Hartmut Kleindienst, Regionalstellenleiter des AMS, erklärt, dass die Verfügbarkeit von Lehrplätzen im Vergleich zum Vorjahr drastisch gesunken ist. Bis vor rund einem Jahr habe es immer doppelt so viele Lehrstellen wie Suchende gegeben. Diese Trendwende ist in den letzten drei bis vier Monaten deutlich zu spüren.
Ein Vergleich mit dem Vorjahr zeigt eine Erhöhung der Lehrstellensuchenden um 17,5 Prozent, während die Zahl der offenen Lehrstellen um 19,5 Prozent zurückgegangen ist. Kleindienst verweist darauf, dass mit dem Schulbeginn im September in der Regel ein weiterer Anstieg der Lehrstellensuchenden zu erwarten ist, da viele Jugendliche zu diesem Zeitpunkt eine Neuorientierung vornehmen.
„Wichtig ist aber auch anzumerken, dass wir immer eine hohe Fluktuation bei den neuen Lehrstellensuchenden haben.“
Hartmut Kleindienst, AMS Deutschlandsberg
Kleindienst führt die erhöhte Zahl an Suchenden auf eine bessere Wahrnehmung des AMS zurück, das durch zahlreiche Initiativen präsenter ist. Viele Jugendliche, die sich zuvor nicht registriert hätten, melden sich nun an. Dennoch ist die aktuelle Situation herausfordernd, da sich viele junge Menschen erst bei erfolgloser Suche um einen Platz an das AMS wenden.
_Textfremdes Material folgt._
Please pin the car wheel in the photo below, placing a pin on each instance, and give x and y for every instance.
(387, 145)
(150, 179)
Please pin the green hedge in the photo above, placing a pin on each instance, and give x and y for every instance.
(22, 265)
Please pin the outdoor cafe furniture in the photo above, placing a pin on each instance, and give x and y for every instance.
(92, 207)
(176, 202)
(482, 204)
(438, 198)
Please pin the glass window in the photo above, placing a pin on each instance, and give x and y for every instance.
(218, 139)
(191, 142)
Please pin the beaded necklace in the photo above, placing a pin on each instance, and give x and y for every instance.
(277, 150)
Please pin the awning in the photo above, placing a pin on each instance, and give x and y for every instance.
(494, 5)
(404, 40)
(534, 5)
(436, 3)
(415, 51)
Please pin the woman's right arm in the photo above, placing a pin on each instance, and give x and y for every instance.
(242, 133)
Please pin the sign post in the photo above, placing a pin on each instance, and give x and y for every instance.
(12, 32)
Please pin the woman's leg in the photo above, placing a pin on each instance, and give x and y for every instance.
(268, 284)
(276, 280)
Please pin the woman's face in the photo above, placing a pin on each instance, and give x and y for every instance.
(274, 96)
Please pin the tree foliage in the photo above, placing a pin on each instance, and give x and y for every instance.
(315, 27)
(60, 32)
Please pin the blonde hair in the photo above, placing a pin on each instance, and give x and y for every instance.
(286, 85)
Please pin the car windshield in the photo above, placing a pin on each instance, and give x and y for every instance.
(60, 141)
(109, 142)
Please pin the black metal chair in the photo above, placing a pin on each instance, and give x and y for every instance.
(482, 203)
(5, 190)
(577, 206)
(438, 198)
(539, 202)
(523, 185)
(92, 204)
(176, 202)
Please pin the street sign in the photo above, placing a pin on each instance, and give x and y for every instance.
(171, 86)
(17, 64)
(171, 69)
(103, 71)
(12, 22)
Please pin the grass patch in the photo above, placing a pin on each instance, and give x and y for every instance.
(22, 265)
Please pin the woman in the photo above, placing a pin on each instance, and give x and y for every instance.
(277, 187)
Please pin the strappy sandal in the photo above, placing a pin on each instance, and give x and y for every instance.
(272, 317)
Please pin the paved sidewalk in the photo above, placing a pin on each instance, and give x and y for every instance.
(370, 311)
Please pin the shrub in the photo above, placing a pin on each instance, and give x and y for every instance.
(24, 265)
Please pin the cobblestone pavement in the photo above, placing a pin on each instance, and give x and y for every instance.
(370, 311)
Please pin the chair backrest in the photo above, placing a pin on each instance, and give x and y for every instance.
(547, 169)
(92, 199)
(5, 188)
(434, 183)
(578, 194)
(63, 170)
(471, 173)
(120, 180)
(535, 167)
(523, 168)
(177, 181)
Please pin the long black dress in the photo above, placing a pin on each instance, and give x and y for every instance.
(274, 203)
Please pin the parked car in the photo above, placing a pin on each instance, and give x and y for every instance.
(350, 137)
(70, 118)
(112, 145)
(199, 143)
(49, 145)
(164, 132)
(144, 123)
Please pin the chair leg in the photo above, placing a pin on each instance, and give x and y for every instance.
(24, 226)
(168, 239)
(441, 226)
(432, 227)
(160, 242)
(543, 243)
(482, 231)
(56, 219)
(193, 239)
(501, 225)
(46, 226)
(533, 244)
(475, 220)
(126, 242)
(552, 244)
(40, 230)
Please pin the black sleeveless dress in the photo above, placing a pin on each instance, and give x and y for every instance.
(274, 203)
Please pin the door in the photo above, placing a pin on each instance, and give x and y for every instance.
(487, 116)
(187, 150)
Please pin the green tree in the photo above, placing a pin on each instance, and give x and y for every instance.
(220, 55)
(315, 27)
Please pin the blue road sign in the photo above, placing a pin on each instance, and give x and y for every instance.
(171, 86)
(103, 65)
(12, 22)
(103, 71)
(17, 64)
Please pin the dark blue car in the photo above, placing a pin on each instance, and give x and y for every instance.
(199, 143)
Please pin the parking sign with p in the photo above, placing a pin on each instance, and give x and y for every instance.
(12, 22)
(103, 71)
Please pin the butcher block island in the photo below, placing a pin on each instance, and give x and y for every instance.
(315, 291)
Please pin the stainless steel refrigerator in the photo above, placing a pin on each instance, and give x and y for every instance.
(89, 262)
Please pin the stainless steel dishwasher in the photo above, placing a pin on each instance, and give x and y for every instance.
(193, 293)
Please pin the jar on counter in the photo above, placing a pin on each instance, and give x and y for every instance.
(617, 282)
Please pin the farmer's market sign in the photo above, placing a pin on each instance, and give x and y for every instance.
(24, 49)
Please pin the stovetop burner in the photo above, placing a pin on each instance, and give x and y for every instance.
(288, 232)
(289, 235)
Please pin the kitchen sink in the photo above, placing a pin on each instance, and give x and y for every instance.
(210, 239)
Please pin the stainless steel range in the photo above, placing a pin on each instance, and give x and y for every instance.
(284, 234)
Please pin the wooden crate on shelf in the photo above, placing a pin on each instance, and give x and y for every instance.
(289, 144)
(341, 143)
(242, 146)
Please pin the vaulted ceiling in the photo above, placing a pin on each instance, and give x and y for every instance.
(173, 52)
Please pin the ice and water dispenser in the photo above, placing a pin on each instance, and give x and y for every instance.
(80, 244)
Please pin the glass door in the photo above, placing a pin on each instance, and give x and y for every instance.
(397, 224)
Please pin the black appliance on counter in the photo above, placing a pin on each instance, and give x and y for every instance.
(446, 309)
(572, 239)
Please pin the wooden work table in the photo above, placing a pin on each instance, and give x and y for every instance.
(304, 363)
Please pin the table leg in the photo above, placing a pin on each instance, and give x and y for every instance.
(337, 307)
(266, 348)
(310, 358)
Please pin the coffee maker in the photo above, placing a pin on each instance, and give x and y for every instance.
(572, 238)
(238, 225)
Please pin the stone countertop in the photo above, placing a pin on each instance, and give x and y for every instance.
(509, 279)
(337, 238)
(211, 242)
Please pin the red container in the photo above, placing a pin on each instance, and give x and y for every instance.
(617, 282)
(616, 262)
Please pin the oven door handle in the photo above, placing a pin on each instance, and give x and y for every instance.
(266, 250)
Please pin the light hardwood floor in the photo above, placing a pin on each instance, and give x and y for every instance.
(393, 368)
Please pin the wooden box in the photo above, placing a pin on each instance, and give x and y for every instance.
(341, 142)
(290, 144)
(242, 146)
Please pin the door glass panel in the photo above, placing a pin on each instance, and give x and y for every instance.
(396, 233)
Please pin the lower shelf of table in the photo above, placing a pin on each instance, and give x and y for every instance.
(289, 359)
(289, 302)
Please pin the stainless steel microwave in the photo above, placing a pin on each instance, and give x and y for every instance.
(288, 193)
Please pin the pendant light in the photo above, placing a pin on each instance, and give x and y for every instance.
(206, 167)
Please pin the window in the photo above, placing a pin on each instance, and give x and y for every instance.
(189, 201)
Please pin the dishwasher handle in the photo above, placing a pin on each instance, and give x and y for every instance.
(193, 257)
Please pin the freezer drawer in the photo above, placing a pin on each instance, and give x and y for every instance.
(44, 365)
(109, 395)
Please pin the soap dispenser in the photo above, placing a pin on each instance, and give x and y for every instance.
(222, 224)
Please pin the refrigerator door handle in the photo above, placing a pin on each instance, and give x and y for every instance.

„Wir hoffen, dass sich die wirtschaftliche Situation verbessert.“
Hartmut Kleindienst
Einordnung
Die drastische Veränderung auf dem Lehrstellenmarkt im Bezirk Deutschlandsberg zeigt sich durch ein Missverhältnis zwischen der Anzahl der Suchenden und der verfügbaren Ausbildungsplätze. Dies hat unmittelbare Auswirkungen auf die Berufsperspektiven vieler junger Menschen und erfordert dringende Maßnahmen, um Unternehmen zur Ausbildung von Lehrlingen zu bewegen.